I disagree, rising just means increasing, which is factual, and they present plenty of evidence to support this in the article.

The attack comes amid a surge in antisemitic violence in Australia, home to the largest proportion of Holocaust survivors outside of Israel. It is Australia’s worst mass shooting in three decades, a rare occurrence in a country with one of the lowest rates of gun-related deaths in the developed world.

The rise in antisemitic attacks in the country began after the October 7, 2023 massacre and Israel’s offensive in Gaza. In May 2024, one of Australia’s largest and oldest Jewish schools in Melbourne was spray-painted with the phrase “Jew die.” In a series of incidents in October 2024, a Jewish‑owned bakery in Sydney was defaced with antisemitic graffiti, two men set fire to a brewery near Bondi Beach, and a kosher deli was deliberately set on fire.

One of the most serious incidents occurred this past July, when about 20 worshipers attending a Shabbat dinner at the East Melbourne Hebrew Congregation “were forced to evacuate through a rear exit after a man poured flammable liquid on the front door and set it alight,” as reported by Time.
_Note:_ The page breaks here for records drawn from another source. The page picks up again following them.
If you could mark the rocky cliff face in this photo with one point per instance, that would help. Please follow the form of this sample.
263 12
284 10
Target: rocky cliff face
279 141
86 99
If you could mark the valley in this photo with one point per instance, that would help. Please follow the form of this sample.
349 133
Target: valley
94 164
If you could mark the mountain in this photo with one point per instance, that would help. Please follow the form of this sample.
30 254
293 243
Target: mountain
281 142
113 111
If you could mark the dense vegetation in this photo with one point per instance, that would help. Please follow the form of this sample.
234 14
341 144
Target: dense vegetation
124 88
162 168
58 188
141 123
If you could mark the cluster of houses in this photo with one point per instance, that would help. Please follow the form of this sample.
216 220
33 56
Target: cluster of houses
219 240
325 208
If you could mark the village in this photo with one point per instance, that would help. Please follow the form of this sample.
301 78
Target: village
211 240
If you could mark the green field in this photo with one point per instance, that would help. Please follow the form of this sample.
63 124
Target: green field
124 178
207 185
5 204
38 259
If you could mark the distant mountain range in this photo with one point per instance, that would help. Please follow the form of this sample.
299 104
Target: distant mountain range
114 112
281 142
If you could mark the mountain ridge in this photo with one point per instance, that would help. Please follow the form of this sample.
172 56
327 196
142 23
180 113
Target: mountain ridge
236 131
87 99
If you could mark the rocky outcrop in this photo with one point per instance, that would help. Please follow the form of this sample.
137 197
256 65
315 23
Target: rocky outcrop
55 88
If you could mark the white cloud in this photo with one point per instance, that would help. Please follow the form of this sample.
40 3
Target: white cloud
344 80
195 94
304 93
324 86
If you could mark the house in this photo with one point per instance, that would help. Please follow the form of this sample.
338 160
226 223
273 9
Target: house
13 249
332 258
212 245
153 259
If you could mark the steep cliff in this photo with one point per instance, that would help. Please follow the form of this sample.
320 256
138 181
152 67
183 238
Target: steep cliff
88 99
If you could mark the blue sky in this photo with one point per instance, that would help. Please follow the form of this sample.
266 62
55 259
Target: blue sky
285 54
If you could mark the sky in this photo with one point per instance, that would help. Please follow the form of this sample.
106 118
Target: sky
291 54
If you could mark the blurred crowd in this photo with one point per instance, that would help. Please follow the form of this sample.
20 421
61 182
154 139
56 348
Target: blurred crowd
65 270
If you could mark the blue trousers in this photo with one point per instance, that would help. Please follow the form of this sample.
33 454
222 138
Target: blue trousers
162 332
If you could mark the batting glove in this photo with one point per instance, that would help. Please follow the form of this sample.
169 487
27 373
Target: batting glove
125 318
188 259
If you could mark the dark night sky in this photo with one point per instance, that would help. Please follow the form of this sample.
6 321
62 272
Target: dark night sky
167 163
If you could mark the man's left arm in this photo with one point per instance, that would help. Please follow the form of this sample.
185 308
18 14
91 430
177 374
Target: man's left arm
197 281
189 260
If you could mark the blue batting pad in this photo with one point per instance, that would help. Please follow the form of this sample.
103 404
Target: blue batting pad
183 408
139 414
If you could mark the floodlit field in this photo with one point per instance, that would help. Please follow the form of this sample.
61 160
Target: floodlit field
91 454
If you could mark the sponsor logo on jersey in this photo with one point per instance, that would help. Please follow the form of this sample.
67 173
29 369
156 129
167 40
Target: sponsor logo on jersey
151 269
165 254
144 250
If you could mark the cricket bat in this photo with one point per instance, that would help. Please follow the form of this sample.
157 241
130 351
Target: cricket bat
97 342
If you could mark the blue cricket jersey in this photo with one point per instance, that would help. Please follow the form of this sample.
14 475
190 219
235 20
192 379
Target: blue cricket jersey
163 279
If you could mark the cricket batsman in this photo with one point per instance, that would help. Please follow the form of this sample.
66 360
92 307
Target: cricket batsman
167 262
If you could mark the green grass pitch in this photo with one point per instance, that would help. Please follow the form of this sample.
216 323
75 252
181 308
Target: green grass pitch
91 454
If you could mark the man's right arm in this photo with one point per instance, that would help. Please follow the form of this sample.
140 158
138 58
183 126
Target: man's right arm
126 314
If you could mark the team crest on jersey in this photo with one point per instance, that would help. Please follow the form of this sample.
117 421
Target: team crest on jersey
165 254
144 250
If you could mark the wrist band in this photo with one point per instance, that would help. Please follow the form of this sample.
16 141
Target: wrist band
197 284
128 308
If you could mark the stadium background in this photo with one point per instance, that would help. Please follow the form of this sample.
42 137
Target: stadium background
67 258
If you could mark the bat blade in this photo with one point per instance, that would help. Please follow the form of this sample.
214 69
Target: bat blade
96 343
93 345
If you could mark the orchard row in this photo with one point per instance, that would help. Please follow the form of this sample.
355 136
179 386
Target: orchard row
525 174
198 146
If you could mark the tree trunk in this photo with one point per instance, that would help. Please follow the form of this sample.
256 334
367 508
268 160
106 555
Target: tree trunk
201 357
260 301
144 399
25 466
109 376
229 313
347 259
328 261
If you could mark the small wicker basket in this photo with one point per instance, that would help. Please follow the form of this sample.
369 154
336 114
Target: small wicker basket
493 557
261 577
When you have places of worship in Australia being set on fire and mass shootings resulting in the death of 15 people, it sounds pretty similar to some of the darkest and most shameful moments in U.S. history packed into just a few years. Definitely not something to casually brush off.

Ignoring hate crimes against any group doesn't make them go away, it just normalizes them and emboldens people to keep carrying them out.

[–] sorrybookbroke@sh.itjust.works 9 points 6 days ago* (last edited 6 days ago)

Fifteen people are dead in a terrorist attack that sounds like an emergancy.

Look man, I agree both are increasing and this won't help with the rampant Islamiphobia but come on your framing is a bit weird. Lastly, many Islamic people are semetic. It's not a religious denotion but a racial one.

Free Palestine, never again, fuck antisemites.